Every evening, at twilight, he walked for an hour or two,
sometimes alone, often with Cosette, seeking the most deserted
side alleys of the boulevard, and entering churches at nightfall.
He liked to go to Saint-Medard, which is the nearest church.
When he did not take Cosette with him, she remained with the old woman;
but the child's delight was to go out with the good man. She preferred
an hour with him to all her rapturous tete-a-tetes with Catherine.
He held her hand as they walked, and said sweet things to her.
It turned out that Cosette was a very gay little person.
The old woman attended to the housekeeping and cooking and went
to market.
They lived soberly, always having a little fire, but like people
in very moderate circumstances. Jean Valjean had made no alterations
in the furniture as it was the first day; he had merely had the glass
door leading to Cosette's dressing-room replaced by a solid door.
He still wore his yellow coat, his black breeches, and his old hat.
In the street, he was taken for a poor man. It sometimes happened
that kind-hearted women turned back to bestow a sou on him.
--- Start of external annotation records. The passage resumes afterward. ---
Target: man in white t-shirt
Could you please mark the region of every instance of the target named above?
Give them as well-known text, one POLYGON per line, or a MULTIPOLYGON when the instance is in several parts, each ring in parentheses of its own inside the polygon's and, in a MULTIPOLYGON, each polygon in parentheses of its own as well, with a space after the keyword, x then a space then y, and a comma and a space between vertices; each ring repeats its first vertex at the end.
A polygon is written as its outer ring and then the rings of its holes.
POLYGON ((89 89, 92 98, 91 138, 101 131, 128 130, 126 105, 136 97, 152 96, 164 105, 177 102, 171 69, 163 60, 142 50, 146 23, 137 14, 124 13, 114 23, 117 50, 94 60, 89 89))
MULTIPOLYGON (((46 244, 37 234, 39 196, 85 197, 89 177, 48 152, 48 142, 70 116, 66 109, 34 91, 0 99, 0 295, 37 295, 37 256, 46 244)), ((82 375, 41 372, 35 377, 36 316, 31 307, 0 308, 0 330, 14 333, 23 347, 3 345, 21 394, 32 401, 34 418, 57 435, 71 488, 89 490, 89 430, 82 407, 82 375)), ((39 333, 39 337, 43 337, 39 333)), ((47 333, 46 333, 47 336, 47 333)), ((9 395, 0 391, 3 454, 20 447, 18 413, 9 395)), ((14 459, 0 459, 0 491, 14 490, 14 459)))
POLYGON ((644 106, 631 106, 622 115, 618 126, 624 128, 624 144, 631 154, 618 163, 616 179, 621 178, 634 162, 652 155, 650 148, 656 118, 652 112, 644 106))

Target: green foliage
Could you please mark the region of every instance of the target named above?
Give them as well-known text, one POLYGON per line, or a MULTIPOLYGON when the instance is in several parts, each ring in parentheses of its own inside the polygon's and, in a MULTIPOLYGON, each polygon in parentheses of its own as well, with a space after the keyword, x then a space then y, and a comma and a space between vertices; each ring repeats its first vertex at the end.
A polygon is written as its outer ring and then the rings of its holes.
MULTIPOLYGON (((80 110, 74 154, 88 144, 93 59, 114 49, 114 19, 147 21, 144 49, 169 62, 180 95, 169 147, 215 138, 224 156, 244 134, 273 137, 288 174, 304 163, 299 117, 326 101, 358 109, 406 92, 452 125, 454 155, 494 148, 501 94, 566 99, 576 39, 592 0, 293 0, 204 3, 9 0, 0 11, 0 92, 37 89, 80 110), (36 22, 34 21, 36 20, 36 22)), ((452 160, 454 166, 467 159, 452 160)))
Jean Valjean accepted the sou with a deep bow. It also happened
occasionally that he encountered some poor wretch asking alms;
then he looked behind him to make sure that no one was observing him,
stealthily approached the unfortunate man, put a piece of money
into his hand, often a silver coin, and walked rapidly away.
This had its disadvantages. He began to be known in the neighborhood
under the name of the beggar who gives alms.
The old principal lodger, a cross-looking creature, who was
thoroughly permeated, so far as her neighbors were concerned, with the
inquisitiveness peculiar to envious persons, scrutinized Jean Valjean
a great deal, without his suspecting the fact. She was a little deaf,
which rendered her talkative. There remained to her from her past,
two teeth,--one above, the other below,--which she was continually
knocking against each other. She had questioned Cosette, who had
not been able to tell her anything, since she knew nothing herself
except that she had come from Montfermeil. One morning, this spy saw
Jean Valjean, with an air which struck the old gossip as peculiar,
entering one of the uninhabited compartments of the hovel.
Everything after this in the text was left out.